Modes d'établissement de la filiation maternelle
La filiation maternelle peut être établie de trois façons :
1) l'établissement de plein droit par l'inscription du nom de la mère dans l'acte de naissance de l'enfant (article 312 du code civil). C'est le cas plus courant dans la pratique puisque le nom de la mère est une mention qui doit obligatoirement figurer dans l'acte de naissance. Les exceptions sont donc rares, seuls sont concernés les enfants abandonnés, nés d'un accouchement clandestin ou nés sous X.

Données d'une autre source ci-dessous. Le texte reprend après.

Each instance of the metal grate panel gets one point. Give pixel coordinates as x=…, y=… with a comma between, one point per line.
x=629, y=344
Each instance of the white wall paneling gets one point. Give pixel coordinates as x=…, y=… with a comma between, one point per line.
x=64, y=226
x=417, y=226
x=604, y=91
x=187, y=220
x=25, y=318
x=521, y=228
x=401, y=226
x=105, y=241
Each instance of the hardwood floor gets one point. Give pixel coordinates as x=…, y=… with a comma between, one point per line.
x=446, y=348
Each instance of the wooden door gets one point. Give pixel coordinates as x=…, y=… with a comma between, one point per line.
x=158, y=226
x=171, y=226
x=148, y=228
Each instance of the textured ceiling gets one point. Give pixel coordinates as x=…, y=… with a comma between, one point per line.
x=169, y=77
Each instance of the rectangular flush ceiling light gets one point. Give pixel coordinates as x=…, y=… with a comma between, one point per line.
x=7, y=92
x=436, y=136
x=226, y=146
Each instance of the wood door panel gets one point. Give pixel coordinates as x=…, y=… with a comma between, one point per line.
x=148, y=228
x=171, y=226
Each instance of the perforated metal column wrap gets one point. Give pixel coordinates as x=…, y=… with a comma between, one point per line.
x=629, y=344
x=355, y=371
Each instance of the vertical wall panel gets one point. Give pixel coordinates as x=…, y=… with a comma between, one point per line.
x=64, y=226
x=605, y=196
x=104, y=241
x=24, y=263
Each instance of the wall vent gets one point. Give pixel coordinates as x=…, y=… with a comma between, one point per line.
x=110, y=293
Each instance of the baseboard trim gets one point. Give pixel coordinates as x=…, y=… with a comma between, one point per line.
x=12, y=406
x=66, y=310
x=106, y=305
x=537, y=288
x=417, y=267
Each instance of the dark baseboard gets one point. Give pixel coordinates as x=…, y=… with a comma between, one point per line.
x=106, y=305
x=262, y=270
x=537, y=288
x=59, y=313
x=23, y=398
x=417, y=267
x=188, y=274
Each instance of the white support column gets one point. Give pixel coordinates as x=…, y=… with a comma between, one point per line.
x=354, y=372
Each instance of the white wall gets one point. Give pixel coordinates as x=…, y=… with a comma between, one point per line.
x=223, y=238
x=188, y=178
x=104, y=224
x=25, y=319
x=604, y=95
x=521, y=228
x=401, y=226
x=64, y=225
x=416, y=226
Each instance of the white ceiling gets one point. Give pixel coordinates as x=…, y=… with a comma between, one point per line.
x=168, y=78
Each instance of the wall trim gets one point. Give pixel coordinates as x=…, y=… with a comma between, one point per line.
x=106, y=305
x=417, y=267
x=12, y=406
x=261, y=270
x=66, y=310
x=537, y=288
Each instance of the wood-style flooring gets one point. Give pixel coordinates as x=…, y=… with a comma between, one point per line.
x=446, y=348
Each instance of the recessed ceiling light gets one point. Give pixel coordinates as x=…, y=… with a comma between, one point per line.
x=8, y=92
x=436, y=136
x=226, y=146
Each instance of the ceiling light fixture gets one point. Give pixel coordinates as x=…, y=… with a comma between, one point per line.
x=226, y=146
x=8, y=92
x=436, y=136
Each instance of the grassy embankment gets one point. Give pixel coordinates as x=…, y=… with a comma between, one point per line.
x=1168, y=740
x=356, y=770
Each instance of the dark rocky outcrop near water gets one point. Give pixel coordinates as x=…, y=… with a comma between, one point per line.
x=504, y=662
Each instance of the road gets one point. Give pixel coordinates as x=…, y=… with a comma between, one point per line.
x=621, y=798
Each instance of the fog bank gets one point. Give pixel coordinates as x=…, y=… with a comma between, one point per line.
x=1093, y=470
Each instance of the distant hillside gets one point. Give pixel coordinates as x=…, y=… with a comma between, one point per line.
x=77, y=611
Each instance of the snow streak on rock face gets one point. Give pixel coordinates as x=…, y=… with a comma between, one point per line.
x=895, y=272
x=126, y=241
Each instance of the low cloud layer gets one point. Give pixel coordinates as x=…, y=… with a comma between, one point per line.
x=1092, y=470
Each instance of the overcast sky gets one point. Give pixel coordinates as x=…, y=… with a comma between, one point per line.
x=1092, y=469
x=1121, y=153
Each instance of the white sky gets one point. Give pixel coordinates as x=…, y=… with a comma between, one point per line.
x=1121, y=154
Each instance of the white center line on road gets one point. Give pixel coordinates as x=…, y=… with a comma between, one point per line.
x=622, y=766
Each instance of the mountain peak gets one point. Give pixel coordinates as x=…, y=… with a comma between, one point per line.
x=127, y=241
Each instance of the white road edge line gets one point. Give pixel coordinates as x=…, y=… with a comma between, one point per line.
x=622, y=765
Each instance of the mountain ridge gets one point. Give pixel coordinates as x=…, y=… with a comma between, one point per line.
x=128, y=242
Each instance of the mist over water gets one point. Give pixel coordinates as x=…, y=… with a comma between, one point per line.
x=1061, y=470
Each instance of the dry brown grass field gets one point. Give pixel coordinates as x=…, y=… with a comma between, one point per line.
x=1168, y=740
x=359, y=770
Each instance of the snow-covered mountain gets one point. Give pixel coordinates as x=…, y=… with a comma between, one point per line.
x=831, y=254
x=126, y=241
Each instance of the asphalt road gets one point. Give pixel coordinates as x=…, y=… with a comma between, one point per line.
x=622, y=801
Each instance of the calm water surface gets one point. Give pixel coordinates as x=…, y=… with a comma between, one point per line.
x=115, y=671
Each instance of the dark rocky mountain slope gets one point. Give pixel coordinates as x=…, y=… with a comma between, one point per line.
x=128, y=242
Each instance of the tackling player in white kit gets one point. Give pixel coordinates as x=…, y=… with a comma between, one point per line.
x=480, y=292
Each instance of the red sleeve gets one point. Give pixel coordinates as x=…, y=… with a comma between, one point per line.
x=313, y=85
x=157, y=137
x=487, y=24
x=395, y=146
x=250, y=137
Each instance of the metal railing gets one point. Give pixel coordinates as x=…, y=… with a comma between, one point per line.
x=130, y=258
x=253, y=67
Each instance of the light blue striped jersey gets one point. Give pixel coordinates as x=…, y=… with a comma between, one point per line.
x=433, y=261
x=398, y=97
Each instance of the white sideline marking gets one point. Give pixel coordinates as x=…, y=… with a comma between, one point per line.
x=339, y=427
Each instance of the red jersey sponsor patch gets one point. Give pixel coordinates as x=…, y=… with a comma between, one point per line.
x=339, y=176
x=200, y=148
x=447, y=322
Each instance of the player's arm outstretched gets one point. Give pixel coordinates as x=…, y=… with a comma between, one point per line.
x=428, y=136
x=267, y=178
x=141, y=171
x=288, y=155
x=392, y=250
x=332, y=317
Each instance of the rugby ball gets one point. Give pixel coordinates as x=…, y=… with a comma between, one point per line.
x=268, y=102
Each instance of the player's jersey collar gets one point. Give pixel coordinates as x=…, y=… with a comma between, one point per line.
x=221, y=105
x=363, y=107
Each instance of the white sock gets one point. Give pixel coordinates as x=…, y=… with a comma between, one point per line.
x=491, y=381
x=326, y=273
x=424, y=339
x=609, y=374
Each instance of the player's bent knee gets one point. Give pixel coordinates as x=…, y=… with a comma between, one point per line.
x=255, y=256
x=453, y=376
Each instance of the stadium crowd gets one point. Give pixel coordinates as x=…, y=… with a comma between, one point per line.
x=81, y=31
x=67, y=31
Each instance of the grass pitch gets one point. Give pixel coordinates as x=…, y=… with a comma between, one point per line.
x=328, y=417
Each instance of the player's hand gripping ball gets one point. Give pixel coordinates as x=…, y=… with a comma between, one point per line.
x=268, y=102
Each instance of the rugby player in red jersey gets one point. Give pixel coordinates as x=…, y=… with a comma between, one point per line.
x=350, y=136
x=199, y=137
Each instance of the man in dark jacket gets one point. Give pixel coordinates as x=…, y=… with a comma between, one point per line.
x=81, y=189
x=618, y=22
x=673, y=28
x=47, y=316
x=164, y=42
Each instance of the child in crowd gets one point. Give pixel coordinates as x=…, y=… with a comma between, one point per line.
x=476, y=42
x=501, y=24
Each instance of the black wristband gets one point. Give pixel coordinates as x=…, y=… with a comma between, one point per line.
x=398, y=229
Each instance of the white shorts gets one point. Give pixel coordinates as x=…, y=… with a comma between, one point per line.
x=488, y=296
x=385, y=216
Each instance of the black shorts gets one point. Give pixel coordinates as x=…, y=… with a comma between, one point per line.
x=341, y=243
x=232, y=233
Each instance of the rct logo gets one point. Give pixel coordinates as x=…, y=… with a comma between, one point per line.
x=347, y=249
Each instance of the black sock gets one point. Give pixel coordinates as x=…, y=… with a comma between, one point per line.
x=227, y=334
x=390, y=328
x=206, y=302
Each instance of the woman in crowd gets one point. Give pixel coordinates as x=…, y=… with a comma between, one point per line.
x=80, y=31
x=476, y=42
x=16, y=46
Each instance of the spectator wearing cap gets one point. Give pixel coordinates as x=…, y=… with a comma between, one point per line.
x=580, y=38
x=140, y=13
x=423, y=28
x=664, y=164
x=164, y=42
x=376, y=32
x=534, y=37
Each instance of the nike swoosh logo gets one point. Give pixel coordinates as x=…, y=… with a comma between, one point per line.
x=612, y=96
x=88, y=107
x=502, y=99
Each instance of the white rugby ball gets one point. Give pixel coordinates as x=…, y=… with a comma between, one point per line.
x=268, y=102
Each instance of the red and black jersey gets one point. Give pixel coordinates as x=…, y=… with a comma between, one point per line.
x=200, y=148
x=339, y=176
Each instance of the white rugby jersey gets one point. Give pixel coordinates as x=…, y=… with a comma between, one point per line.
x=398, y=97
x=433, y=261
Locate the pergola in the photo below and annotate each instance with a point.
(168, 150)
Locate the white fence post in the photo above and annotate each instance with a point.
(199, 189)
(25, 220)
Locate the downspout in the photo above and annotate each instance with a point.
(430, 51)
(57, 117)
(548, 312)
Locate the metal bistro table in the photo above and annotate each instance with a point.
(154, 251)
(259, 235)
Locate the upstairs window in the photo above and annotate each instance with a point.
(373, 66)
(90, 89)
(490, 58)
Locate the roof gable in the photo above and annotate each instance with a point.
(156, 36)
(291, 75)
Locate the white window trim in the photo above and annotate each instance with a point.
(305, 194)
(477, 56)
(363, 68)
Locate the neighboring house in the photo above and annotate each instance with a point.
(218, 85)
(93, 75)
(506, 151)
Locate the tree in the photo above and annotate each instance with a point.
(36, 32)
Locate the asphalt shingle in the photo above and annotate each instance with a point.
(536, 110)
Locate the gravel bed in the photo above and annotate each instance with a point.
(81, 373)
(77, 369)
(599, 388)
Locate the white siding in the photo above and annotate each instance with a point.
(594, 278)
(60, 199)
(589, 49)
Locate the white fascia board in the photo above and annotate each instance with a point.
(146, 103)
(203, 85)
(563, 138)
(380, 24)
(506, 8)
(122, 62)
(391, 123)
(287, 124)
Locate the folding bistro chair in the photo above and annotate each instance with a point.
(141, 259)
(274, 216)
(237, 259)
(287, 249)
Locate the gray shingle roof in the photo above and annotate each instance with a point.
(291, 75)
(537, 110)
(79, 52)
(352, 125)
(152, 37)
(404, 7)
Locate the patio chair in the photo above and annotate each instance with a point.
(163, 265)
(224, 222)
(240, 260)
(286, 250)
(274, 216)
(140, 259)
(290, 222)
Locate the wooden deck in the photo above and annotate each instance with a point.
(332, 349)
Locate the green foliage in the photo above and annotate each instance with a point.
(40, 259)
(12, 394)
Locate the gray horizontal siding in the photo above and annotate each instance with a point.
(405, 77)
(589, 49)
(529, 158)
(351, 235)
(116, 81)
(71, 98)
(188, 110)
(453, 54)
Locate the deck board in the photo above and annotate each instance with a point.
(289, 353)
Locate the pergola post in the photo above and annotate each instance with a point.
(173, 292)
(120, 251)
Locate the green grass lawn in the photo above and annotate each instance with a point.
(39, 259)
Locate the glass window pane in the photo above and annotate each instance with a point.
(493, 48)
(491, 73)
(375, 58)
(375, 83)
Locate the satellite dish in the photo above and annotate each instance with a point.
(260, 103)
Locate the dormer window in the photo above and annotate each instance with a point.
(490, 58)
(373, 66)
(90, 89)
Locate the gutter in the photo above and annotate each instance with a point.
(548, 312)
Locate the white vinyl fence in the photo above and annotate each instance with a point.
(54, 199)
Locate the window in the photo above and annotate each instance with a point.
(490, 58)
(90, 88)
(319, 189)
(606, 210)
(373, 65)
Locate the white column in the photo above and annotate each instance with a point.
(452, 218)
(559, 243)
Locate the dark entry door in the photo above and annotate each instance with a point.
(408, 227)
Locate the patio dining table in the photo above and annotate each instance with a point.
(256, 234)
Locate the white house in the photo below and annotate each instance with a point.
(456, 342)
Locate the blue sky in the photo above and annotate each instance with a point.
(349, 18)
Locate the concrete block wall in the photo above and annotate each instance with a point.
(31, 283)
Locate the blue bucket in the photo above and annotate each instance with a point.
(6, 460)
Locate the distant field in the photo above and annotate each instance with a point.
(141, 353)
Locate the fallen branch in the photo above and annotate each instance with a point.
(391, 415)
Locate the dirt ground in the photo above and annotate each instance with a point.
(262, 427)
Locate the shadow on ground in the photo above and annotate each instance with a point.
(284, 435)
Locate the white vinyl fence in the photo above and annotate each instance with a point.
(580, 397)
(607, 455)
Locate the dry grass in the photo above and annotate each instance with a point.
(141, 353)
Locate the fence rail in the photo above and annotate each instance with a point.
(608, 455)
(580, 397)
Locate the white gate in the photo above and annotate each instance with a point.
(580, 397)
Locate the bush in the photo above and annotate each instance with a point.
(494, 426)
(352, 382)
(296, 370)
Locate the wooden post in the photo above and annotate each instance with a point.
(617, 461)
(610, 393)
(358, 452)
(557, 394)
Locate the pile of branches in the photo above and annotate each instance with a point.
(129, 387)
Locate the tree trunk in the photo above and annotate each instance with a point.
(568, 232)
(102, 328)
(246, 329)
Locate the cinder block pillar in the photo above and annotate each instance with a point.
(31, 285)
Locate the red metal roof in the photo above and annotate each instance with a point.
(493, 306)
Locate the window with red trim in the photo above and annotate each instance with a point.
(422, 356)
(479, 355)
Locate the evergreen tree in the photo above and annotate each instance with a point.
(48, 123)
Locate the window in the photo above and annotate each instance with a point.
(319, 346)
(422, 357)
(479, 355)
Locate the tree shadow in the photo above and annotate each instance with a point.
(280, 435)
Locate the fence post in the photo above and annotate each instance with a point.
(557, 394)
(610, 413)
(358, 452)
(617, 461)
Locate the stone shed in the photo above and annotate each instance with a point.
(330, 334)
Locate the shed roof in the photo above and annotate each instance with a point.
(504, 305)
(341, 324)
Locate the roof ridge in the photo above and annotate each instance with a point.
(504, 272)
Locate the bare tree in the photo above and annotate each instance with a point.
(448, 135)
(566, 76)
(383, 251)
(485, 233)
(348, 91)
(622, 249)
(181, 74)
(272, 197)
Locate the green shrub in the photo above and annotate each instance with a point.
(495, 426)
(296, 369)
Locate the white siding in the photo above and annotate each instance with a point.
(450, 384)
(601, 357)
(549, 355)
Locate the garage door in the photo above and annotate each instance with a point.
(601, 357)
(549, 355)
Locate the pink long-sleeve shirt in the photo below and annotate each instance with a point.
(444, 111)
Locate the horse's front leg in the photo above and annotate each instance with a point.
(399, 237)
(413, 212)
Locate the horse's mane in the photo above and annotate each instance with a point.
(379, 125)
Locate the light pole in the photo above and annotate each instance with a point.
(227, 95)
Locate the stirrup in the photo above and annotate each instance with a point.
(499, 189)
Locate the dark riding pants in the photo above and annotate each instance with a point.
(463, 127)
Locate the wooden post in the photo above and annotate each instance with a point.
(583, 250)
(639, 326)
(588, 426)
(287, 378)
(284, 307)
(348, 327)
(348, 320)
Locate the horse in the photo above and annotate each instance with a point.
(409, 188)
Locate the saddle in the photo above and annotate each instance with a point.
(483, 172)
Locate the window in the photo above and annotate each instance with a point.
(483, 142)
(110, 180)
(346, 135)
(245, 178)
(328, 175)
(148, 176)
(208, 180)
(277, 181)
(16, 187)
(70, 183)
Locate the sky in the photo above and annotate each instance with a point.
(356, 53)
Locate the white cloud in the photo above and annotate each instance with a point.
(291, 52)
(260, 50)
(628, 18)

2°) l'établissement de la filiation par la reconnaissance. Si la filiation maternelle n'est pas établie de plein droit par l'inscription du nom de la mère dans l'acte de naissance, elle peut l'être par reconnaissance, autrement dit par un acte volontaire fait auprès de l'officier de l'état civil. Celui-ci requiert certains consentements (article 329bis du Code civil) : si l'enfant a moins de 12 ans, seul le consentement du père est requis. Si l'enfant est mineur de plus de 12 ans, il faut le consentement de l'enfant et de son père. Si l'enfant est majeur ou mineur émancipé, seul son consentement est nécessaire ; il dispose donc d'un véritable droit de véto et le parent n'a aucun recours contre son refus. En cas de refus du (ou des) consentement(s), un recours par citation est prévu devant le Tribunal de première instance. Lorsque la tentative de conciliation échoue, le juge vérifiera si la mère qui revendique la reconnaissance est ou non la mère biologique. Si ce n'est pas le cas, la demande sera rejetée. Si par contre, il s'agit de la mère biologique, l'article 329bis dispose que le tribunal statue en prenant en compte l'intérêt de l'enfant si celui-ci a plus d'un an au jour de l'introduction de la demande. Toutefois, un arrêt de la Cour constitutionnelle du 16 décembre 2010 déclare ce délai d'un an inconstitutionnel.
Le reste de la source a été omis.